À Cardenas, dans la région de Matanzas, il est 14 heures, le soleil tape et Osvaldo transpire sur sa MB3 soviétique, achetée il y a près de trois décennies.

« Ici, tout le monde est à vélo, c'est culturel. Le goudron bien lisse y est pour quelque chose, dans d'autres villages, il y a plein de trous. Je l'utilise pour me déplacer, j'y charge tout ce que je peux », explique cet informaticien de quarante-cinq ans, alors qu'il montre les pièces de son vélo achetées d'occasion.

D'après Marco Antonio Fleites, biologiste de cinquante ans et amoureux de la bicyclette, le vélo est associé à la pauvreté vécue pendant les années 90. « Aujourd'hui, être propriétaire d'un de ces véhicules peut avoir une connotation négative dans le contexte cubain, pendant plus de dix ans, c'était presque le seul moyen de transport », ajoute-il.

Cependant, face à un transport public peu fiable de par ses retards et les pannes, et compte tenu de la crise qu'a traversé le secteur privé du transport ces dernières années, la bicyclette revient en force et s'impose comme un moyen sûr et économique. Rien de surprenant à ce qu'elle revienne à la mode à Cuba.

VeloCuba, une entreprise de location et de réparation dirigée par des femmes

Nayvis Díaz ne regrette pas d'avoir vendu sa Peugeot il y a trois ans pour financer sa petite entreprise, la seule de son genre à La Havane. Sept femmes travaillent à VeloCuba, créé par cette ingénieure industrielle qui a quitté le ministère du Commerce extérieur.

Avec Dayli Carvó (qui a fait partie de la sélection nationale de cyclisme), elle s'est lancée dans une activité qui avait presque disparu dans la capitale : la réparation et la location de vélos.

Étant donné qu'il n'y a pratiquement pas de publicité à Cuba, elles ont eu recours au bouche à oreille pour gagner une clientèle; mais leur réussite s'explique aussi par la qualité du service proposé aux clients, étonnés de ne trouver que des femmes dans le garage.

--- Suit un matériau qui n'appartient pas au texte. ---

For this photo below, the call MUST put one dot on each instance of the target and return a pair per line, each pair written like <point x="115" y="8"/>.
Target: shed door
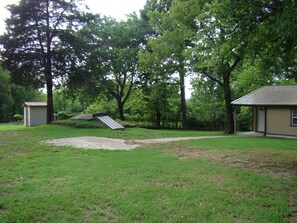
<point x="260" y="119"/>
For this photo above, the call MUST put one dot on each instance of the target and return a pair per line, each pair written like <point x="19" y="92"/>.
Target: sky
<point x="114" y="8"/>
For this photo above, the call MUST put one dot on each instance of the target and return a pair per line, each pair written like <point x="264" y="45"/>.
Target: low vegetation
<point x="230" y="179"/>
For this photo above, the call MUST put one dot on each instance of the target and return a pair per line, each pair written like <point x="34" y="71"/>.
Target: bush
<point x="18" y="118"/>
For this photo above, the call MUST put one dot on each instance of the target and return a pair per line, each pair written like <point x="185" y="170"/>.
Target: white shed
<point x="35" y="113"/>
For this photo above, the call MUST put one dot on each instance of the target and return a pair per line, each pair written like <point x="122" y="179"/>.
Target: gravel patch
<point x="88" y="142"/>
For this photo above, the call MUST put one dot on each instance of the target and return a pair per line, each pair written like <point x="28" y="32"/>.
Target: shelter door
<point x="260" y="119"/>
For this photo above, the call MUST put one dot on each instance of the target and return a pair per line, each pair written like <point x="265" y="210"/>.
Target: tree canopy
<point x="135" y="69"/>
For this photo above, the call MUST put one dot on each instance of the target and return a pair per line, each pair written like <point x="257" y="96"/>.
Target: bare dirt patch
<point x="87" y="142"/>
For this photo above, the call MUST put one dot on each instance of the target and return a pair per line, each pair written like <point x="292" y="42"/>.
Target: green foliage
<point x="6" y="99"/>
<point x="18" y="117"/>
<point x="38" y="46"/>
<point x="104" y="105"/>
<point x="242" y="179"/>
<point x="64" y="104"/>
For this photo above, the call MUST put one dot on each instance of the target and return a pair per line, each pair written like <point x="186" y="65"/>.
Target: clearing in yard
<point x="243" y="179"/>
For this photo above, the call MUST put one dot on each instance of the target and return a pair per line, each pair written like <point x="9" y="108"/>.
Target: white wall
<point x="35" y="116"/>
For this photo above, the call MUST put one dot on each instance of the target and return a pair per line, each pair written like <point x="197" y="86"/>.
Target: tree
<point x="5" y="95"/>
<point x="110" y="66"/>
<point x="165" y="52"/>
<point x="32" y="44"/>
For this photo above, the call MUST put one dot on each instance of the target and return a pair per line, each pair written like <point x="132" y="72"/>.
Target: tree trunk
<point x="50" y="104"/>
<point x="121" y="110"/>
<point x="158" y="118"/>
<point x="182" y="73"/>
<point x="227" y="95"/>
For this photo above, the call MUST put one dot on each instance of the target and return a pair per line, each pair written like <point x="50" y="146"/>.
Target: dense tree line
<point x="135" y="69"/>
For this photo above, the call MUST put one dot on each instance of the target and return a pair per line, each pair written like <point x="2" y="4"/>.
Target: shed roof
<point x="35" y="104"/>
<point x="285" y="95"/>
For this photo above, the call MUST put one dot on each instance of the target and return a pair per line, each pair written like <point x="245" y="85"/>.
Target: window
<point x="294" y="118"/>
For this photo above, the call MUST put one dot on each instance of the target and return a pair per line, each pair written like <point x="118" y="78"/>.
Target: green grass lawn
<point x="233" y="179"/>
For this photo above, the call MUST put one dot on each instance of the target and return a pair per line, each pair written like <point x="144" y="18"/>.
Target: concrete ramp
<point x="109" y="122"/>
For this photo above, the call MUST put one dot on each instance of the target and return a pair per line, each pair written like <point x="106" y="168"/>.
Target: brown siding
<point x="279" y="121"/>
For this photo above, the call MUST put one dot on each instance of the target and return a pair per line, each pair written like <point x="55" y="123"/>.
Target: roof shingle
<point x="270" y="95"/>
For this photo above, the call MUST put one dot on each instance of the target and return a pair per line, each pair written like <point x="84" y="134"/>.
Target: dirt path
<point x="88" y="142"/>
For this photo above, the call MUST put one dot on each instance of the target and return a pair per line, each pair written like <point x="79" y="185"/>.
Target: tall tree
<point x="110" y="66"/>
<point x="32" y="42"/>
<point x="5" y="95"/>
<point x="166" y="50"/>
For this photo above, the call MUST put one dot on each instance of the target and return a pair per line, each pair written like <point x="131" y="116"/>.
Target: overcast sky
<point x="115" y="8"/>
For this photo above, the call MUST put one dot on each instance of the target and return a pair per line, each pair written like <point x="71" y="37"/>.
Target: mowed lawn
<point x="232" y="179"/>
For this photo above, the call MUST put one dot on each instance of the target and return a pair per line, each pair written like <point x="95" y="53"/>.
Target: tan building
<point x="274" y="109"/>
<point x="35" y="113"/>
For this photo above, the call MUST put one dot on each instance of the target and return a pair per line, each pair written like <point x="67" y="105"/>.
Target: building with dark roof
<point x="274" y="109"/>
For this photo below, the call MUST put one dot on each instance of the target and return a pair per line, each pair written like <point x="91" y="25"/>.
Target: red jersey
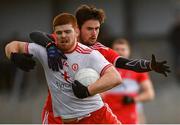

Le succès ne s'est pas fait attendre. Au bout d'un an, elles ont diversifié leur offre afin de proposer des locations, une assistance technique sur le terrain, le service à domicile et cinq circuits culturels dans La Havane auxquels participent des guides parlant le français, l'anglais et l'allemand pour permettre aux visiteurs de connaître la vie quotidienne de la capitale.

« On insiste sur les connaissances en histoire car nous voulons que nos visiteurs connaissent l'architecture, l'art, les nouveaux lieux où sortir en soirée et comment vit la société cubaine », explique Díaz.

L'absence d'un marché de gros est le principal problème de VeloCuba, obligé d'acheter des vélos à des étrangers de passage dans l'île pour les proposer ensuite à la location.

« Je rêve qu'il y ait un jour ou deux de la semaine réservés aux deux-roues », ajoute Nayvis un sourire aux lèvres, songeuse à l'idée que La Havane se remplisse de cyclistes.